The 14.5 million is only 100,000 more than the 2006 audience of 14.4 million.
This year’s audience was still smaller than the totals in each of the three years before Selig installed the link.
If they want to be candid about this year’s audience, however anyone views it, baseball and Fox should acknowledge that the added interest in this year’s game stemmed from its location and the way baseball aggressively promoted the location as the centerpiece of the game.
It was being played at Yankee Stadium, and it would be the last played there before the Yankees move to the new Yankee Stadium across the street.
Having a pre-game presentation with 49 Hall of Famers also contributed to the lure that attracted viewers.

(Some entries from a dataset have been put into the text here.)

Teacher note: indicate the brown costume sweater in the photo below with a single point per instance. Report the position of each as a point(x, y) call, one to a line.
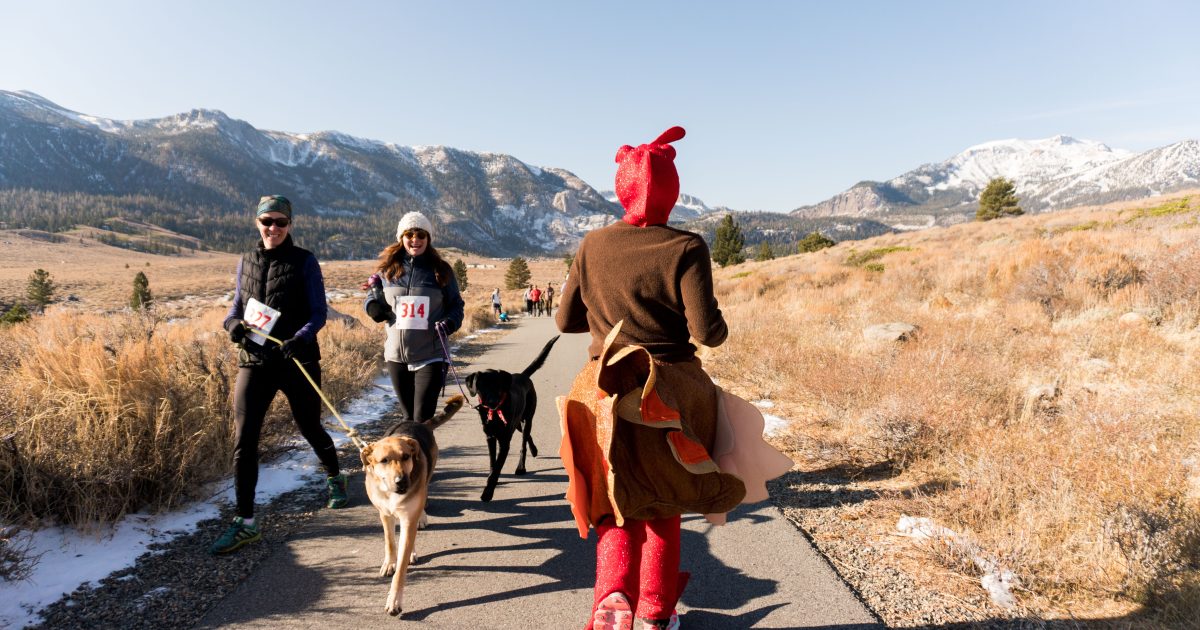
point(657, 279)
point(653, 460)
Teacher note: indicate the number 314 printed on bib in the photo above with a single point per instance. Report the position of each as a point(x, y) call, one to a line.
point(412, 312)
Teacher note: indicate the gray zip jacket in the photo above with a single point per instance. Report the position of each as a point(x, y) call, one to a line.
point(419, 303)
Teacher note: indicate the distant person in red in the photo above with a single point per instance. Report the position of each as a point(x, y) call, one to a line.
point(642, 288)
point(547, 299)
point(535, 298)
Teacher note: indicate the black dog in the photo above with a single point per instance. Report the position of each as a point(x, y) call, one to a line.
point(507, 402)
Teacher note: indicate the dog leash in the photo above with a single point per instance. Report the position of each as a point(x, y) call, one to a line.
point(445, 352)
point(349, 432)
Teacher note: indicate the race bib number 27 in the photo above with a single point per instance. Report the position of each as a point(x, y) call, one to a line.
point(412, 312)
point(262, 317)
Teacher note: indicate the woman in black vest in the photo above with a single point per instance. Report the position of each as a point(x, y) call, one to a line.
point(279, 289)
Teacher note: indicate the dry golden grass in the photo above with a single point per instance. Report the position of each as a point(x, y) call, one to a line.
point(1062, 439)
point(108, 414)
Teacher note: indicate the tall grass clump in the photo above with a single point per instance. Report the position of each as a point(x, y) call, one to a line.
point(1051, 395)
point(103, 415)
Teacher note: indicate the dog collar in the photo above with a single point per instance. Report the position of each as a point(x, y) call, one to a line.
point(495, 411)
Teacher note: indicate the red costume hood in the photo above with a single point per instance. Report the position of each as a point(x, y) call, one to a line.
point(647, 181)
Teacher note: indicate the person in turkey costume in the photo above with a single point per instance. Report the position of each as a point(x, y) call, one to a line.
point(641, 424)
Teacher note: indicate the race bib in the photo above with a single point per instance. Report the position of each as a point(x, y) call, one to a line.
point(412, 312)
point(262, 317)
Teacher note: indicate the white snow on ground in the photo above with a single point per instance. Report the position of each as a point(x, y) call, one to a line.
point(773, 424)
point(69, 558)
point(996, 580)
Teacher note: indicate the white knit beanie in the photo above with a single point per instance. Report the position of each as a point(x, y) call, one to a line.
point(414, 221)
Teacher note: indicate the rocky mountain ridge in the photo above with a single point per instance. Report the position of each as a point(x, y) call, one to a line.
point(490, 203)
point(1050, 174)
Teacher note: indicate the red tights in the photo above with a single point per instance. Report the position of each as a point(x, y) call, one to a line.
point(641, 559)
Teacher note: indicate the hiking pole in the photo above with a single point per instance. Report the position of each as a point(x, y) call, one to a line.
point(349, 432)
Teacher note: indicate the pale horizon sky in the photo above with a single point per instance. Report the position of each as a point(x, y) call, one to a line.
point(785, 103)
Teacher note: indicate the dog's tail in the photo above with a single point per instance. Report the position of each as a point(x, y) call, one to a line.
point(541, 358)
point(447, 412)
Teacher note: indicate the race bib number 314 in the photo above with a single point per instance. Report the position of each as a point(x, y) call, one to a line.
point(412, 312)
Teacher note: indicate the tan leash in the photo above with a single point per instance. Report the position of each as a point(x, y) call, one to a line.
point(349, 432)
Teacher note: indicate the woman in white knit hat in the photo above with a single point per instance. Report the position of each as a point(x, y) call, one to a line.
point(415, 292)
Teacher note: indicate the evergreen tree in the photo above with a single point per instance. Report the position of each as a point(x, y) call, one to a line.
point(460, 271)
point(729, 243)
point(517, 276)
point(40, 289)
point(814, 241)
point(999, 199)
point(141, 298)
point(16, 315)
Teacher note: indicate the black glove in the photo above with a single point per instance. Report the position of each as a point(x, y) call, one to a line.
point(381, 312)
point(238, 331)
point(294, 347)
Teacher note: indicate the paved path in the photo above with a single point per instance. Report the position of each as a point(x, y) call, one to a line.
point(517, 562)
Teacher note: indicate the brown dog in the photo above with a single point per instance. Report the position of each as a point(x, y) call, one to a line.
point(397, 468)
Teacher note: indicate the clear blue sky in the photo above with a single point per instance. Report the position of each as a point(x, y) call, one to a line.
point(785, 103)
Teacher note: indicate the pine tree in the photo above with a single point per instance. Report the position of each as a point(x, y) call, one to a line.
point(814, 241)
point(16, 315)
point(517, 276)
point(141, 298)
point(729, 243)
point(40, 289)
point(765, 252)
point(999, 199)
point(460, 271)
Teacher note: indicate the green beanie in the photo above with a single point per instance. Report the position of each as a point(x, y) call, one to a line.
point(274, 203)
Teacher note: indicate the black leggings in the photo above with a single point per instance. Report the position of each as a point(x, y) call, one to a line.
point(252, 397)
point(418, 391)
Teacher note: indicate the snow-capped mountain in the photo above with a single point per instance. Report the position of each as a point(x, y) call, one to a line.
point(487, 203)
point(1051, 173)
point(687, 208)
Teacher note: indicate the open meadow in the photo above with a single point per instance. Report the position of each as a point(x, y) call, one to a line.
point(105, 411)
point(1036, 401)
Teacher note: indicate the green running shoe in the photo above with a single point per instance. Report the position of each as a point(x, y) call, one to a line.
point(238, 534)
point(337, 497)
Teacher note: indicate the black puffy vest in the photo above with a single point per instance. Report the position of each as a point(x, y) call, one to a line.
point(275, 277)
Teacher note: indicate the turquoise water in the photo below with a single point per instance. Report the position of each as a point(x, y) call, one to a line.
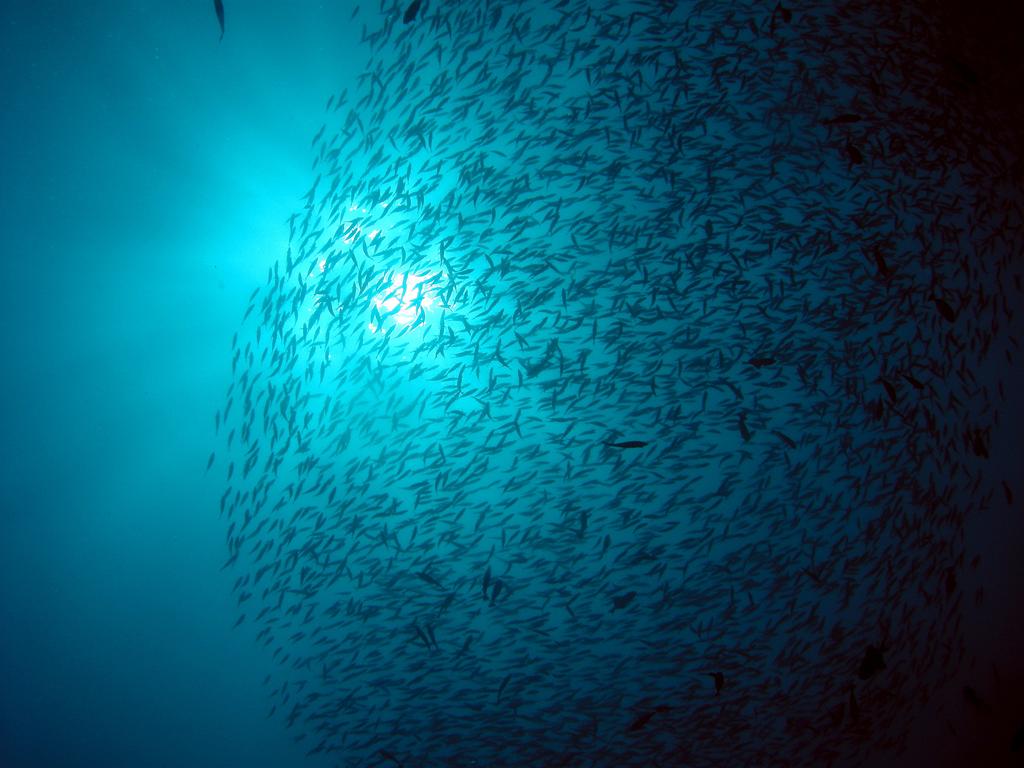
point(408, 285)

When the game is played in St. Louis next year, baseball and Fox won’t have the Yankee Stadium story line or the Hall of Famers to bolster it. Check the ratings and the audience size then and see what kind of effect the link has on it.
What the partners baseball and Fox don’t want to do in promoting next year’s game is to show a 30-second tape of Dan Uggla’s performance in this year’s game.
Uggla, the Florida Marlins second baseman, would have frightened young viewers had the game not gone on so long that they had gone to bed. Uggla himself must have thought he was sleeping and having a nightmare.
Replacing Chase Utley in the sixth inning, Uggla struck out three times — in the 8th, the 12th (with the bases loaded) and the 15th. He didn’t strike out in his other time at bat, but he ended the 10th inning by grounding into a double play.
That was only his performance with a bat in his hands. With a glove on his left hand, Uggla made a record three errors, the first two on consecutive batters in the 10th inning. In fact, on three consecutive pitches Uggla grounded into a double play and committed two errors. It was not what you would call an all-star performance.
Uggla’s errors were not the reason the N.L. lost its 11th straight All-Star game. At least, though, someone lost the game and someone won it.